Yoruldum yazmaktan, yoruldum hakkını aradığım “Kuş beyinli” emeği gasp edilen, fakirliği kader diye yakasına yapıştırılmış yığınları savunur yazılar yazmaktan. Bu kadar zulme karşı baş kaldırmayan, isyan etmeyen yığınlara mesaj vermekten yoruldum. Yorgunluğum asla… Mücadele azmimi kıramadığı gibi, verdiğim mücadelenin onurunu yaşıyorum. Çünkü geleceğe bırakacağım tek mirasım ONURUMDUR.
Değerli takipçilerim ve yurtsever okuyucularım…
Ülkemi yönetenler size sesleniyorum Sanki demokrasiyi geliştirmişler, emperyalistlere kafa tutarak küresel sömürüyü bitirmişler, Cumhuriyete sahip çıkmışlar, yargıyı bağımsızlığını kavuşturarak adaleti egemen kılmışlar, komşularımızla iyi ilişkiler kurarak sınırlarımızın güvenliğini almışlar ve ülkemizin toprak bütünlüğünü sağlayarak vatandaşlarımızın can ve mal güvenliğini sağlamışlar. Ekonomiyi zirveye, savunma sanayisini dünya ile yarışır hale getirmişler, kendi madenlerini işlemiş, tarımı canlandırmış, çiftçiyi kollamış, emeklisine en yüksek maaşı vermişler. Taşeronlaşmayı kaldırarak ücretli köleliğe son vererek, terörü sorun olmaktan bırakın çıkarmayı kökünden kazımış, terör ithal etmeyen bir ülke yapmış bu iktidar. Bu işleri başarmış olsaydılar yönetenlerimiz, bu Başbakanı ve Cumhurbaşkanını eleştirmek haksızlık olurdu herhalde! Bunun tam aksi bir uygulama ile karşı karşıya isen… Muhalefette yaparım, eleştiride yaparım Aslanlar gibi...

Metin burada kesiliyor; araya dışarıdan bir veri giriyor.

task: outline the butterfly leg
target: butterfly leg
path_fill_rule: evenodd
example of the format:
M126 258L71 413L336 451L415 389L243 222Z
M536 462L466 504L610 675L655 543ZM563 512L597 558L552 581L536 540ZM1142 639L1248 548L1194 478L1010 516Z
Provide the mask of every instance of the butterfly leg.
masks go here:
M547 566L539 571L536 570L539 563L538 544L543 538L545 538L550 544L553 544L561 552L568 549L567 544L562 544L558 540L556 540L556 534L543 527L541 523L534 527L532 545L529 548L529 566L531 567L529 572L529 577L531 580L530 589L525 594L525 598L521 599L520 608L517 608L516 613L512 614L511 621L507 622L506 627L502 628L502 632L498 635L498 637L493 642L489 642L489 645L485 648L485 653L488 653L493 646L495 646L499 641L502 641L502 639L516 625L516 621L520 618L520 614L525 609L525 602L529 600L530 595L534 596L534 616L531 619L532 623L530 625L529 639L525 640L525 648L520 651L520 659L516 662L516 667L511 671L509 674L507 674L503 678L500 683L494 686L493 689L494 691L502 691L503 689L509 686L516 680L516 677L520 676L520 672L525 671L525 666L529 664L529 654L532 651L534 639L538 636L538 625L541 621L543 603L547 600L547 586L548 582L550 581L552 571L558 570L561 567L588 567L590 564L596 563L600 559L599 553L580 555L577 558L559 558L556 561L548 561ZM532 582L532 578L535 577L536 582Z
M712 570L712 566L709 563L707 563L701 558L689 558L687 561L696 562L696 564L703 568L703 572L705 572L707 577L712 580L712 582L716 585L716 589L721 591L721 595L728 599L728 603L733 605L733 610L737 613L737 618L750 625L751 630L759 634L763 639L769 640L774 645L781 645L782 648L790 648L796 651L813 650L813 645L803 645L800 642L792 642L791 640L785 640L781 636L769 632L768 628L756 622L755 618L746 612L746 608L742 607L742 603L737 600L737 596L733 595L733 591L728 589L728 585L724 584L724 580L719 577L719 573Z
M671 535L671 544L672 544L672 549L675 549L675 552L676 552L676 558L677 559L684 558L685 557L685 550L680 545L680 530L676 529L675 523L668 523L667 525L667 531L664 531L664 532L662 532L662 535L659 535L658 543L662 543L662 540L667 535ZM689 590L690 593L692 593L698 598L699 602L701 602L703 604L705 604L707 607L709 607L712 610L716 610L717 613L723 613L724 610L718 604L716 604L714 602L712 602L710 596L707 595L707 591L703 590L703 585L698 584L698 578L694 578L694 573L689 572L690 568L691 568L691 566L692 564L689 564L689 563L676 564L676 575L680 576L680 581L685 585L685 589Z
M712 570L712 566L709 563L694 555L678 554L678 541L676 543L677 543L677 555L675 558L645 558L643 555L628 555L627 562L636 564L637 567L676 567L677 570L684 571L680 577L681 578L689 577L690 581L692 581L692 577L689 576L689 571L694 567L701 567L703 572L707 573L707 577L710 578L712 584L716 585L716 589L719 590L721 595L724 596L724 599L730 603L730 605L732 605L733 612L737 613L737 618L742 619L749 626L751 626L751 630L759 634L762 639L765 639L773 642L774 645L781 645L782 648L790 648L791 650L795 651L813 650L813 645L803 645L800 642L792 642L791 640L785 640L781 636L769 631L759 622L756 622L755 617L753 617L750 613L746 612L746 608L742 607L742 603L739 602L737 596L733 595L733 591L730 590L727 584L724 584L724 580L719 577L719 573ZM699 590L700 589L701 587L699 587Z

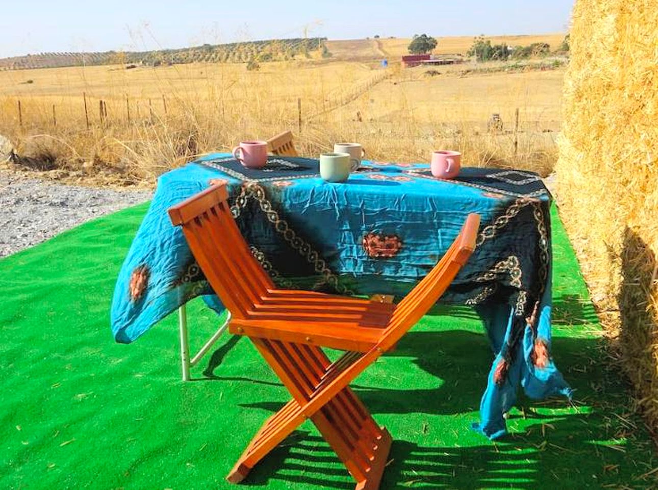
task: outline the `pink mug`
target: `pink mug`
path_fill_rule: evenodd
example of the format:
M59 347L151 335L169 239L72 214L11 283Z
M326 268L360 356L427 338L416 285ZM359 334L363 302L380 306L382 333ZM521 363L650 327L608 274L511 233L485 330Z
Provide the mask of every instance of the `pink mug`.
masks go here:
M432 175L440 178L454 178L459 175L459 151L442 150L432 153Z
M247 169L260 169L267 163L267 142L243 141L231 153Z

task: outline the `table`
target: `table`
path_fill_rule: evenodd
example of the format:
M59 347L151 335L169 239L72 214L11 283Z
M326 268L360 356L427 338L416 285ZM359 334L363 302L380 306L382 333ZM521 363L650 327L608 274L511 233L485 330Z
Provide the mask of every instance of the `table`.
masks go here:
M399 298L479 213L477 248L442 298L475 308L495 354L474 428L505 434L519 387L535 399L570 396L550 355L551 196L538 175L515 170L467 168L442 180L425 164L364 161L330 184L317 160L270 157L252 170L225 154L200 158L159 178L117 280L116 341L134 340L198 296L223 310L166 214L218 179L252 252L284 288Z

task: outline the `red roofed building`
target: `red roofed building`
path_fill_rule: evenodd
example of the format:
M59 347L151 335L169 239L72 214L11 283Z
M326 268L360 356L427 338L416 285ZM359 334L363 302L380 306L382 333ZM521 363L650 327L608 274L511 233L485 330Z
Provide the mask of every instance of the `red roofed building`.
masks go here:
M402 57L402 66L405 68L417 67L422 61L430 59L430 55L407 55Z

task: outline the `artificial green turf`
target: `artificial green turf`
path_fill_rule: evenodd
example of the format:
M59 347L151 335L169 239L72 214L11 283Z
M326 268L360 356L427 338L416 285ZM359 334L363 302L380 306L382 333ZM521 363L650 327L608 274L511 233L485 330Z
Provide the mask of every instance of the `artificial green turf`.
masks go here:
M180 381L170 315L115 344L114 281L146 205L0 261L0 489L224 489L286 390L245 339L228 335ZM381 488L647 488L653 447L607 368L599 326L553 211L553 354L576 404L527 400L496 443L470 431L492 354L477 317L438 308L355 383L394 442ZM198 348L218 318L188 309ZM203 371L214 375L205 377ZM244 482L271 489L353 484L306 423ZM606 485L609 485L607 487ZM626 485L623 487L623 485Z

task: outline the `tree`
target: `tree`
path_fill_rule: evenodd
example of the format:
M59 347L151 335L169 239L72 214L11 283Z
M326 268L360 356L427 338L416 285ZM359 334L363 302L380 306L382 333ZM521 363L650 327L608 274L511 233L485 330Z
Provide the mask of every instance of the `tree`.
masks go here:
M478 61L490 60L505 61L509 57L511 51L504 43L492 45L492 41L485 39L484 36L478 36L473 40L473 44L466 53L467 56L474 56Z
M569 51L570 48L569 41L570 41L569 35L567 34L567 36L565 36L564 40L562 41L562 44L560 45L560 51Z
M409 51L413 55L423 55L436 47L436 40L427 34L415 34L409 45Z

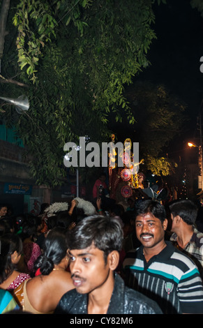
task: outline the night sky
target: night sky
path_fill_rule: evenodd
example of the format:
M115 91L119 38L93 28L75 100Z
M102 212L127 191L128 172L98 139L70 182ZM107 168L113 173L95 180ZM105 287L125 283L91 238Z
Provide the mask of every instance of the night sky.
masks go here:
M157 40L149 53L151 66L140 75L141 80L163 84L187 105L190 117L182 135L175 140L181 147L188 139L199 137L197 117L203 98L203 18L189 0L167 0L154 6ZM195 140L194 140L195 141Z
M187 161L186 157L193 154L195 163L197 161L197 149L188 151L187 142L200 142L197 117L203 99L203 73L200 70L200 59L203 56L203 17L197 9L192 8L190 0L166 1L167 4L158 5L156 1L153 5L156 22L151 27L157 39L153 40L147 54L151 66L135 77L135 82L146 81L163 84L185 103L188 120L160 156L165 156L167 153L169 157L179 161L180 158ZM126 87L126 92L132 88L132 85ZM123 124L116 124L114 127L117 135L121 133L118 135L119 141L123 141L126 137L122 135L122 131L125 135L126 133ZM133 135L133 128L131 130ZM128 137L131 137L130 131L128 126Z

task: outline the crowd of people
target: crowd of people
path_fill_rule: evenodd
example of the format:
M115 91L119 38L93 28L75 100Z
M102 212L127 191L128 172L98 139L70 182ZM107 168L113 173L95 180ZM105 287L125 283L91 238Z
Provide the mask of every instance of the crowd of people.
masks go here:
M0 313L202 314L201 207L148 193L124 207L98 180L92 202L37 216L0 206Z

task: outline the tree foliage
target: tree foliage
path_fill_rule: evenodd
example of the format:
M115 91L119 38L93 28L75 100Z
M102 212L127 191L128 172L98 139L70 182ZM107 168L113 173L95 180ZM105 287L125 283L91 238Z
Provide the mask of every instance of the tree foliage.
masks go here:
M17 76L28 87L23 92L31 106L18 119L12 109L5 117L15 121L33 155L31 172L37 183L54 186L66 176L66 142L84 135L107 141L110 114L116 121L124 116L128 124L135 123L124 88L149 65L147 52L156 38L153 1L12 3L10 19L15 27L7 40L2 75ZM3 90L10 96L10 86L4 84ZM22 92L17 85L12 90L16 96Z

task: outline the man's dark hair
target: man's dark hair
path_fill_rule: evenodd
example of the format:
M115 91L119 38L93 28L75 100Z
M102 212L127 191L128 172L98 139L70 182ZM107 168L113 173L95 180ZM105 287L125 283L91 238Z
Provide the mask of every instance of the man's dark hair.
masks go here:
M192 225L196 221L197 207L190 200L175 202L170 205L170 209L173 216L179 215L188 225Z
M147 214L153 214L163 223L166 218L166 211L163 205L157 200L147 200L142 202L136 208L136 216Z
M123 230L116 218L96 215L84 218L68 232L68 239L70 251L87 248L93 243L104 252L106 261L112 251L121 251Z

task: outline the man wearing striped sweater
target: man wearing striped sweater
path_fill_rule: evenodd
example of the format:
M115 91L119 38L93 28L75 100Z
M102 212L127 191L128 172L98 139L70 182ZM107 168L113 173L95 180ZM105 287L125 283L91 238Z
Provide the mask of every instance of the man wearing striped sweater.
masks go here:
M190 258L165 240L165 207L145 200L137 208L135 229L142 246L123 261L126 285L153 299L163 313L203 313L203 286Z

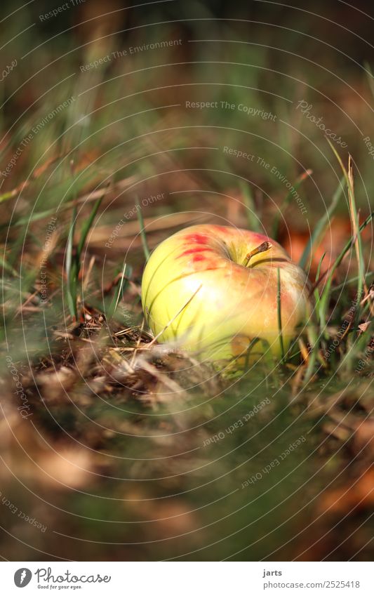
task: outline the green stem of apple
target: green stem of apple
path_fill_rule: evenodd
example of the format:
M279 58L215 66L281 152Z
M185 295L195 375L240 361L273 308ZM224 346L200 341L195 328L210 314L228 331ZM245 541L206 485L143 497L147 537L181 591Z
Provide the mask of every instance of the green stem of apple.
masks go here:
M272 248L272 243L268 242L267 240L265 242L262 242L262 244L260 244L259 246L257 246L255 249L253 249L253 251L251 251L251 252L248 253L243 262L243 265L244 267L248 267L249 261L251 260L252 257L254 257L255 255L260 254L260 253L265 253L267 251L269 251Z

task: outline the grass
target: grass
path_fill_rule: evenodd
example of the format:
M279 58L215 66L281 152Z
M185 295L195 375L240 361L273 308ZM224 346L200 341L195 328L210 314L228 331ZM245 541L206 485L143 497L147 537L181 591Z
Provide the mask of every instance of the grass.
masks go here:
M192 25L190 35L208 38L201 25ZM34 138L12 175L3 177L0 191L1 492L48 526L36 533L15 524L2 507L1 525L15 536L0 538L1 552L11 560L45 560L45 553L77 559L84 554L87 560L372 559L365 501L373 485L372 324L365 328L373 312L373 213L366 203L374 190L371 164L354 127L347 120L343 126L331 116L329 102L319 98L319 103L312 95L312 87L323 88L323 74L309 72L311 86L301 88L285 77L284 99L275 97L274 69L285 67L272 50L276 39L269 39L267 49L257 47L255 38L242 44L233 26L222 23L221 33L227 39L236 35L238 43L188 44L208 68L188 53L177 60L166 50L135 54L131 63L116 60L85 77L76 64L124 42L103 38L72 52L63 72L48 67L29 83L30 97L43 98L37 109L29 106L14 136L6 132L22 104L11 95L12 86L28 78L26 59L5 81L2 168L30 127L60 102L48 89L65 71L75 75L64 83L64 97L81 98L76 111L61 112ZM128 34L126 44L136 45L136 32ZM166 27L159 32L160 39L175 34ZM50 60L51 46L40 45L42 38L33 40L34 63L40 65ZM299 72L304 63L298 42L290 36L287 43L290 69ZM185 68L173 65L181 61ZM354 87L368 86L368 100L366 79L356 71L344 74ZM203 89L202 80L209 84ZM178 81L173 97L163 88L171 81ZM336 93L344 91L345 97L340 84ZM90 86L95 112L82 119ZM343 126L339 132L354 163L300 117L295 109L300 94L310 96L335 130ZM238 110L185 109L186 100L203 95L278 117L267 121ZM349 98L357 101L354 93ZM369 129L370 118L362 112L363 129ZM251 151L256 159L227 155L226 145ZM359 175L354 164L363 164ZM302 191L307 216L272 173L273 166ZM162 200L141 201L161 192ZM56 230L46 246L52 216ZM326 246L339 218L349 222L351 233ZM173 231L201 222L272 230L281 244L289 232L294 246L305 234L298 258L314 307L285 352L277 302L281 366L269 350L254 365L255 339L240 375L222 375L212 363L159 345L149 331L140 286L149 254ZM281 281L279 276L279 293ZM29 419L17 409L22 400L6 357L30 404ZM263 472L300 436L305 441L281 465ZM354 534L354 552L349 540Z

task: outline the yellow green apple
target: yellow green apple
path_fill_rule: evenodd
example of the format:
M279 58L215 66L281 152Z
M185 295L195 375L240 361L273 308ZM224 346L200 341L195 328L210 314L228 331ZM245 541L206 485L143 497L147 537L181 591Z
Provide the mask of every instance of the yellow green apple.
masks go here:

Koyun olmayacağım…İktidar olmadan evvel ayakkabıları yırtık olanlar, şimdilerde bir gün giydiklerini ertesi gün giymiyor. Boşalan ayakkabı kutuları işe yarasın diye atılmıyor, sıfırlanan paralarla dolduruluyor. Ah iktidar nimetleri; gece aç yatan sabahleyin gemicikleri ile açık denizlere sesiz ve derinden yelken açıyorsa, ülkenin namuslu halkı yoksulluğa kucak açmış, kul olmuşsa. Bu boşluktan yararlanan teröristler çukur kazarak sınır boylarında cirit atıyorsa elimde değil muhalif yazmamak; muhalefete bile muhalefet olmamak.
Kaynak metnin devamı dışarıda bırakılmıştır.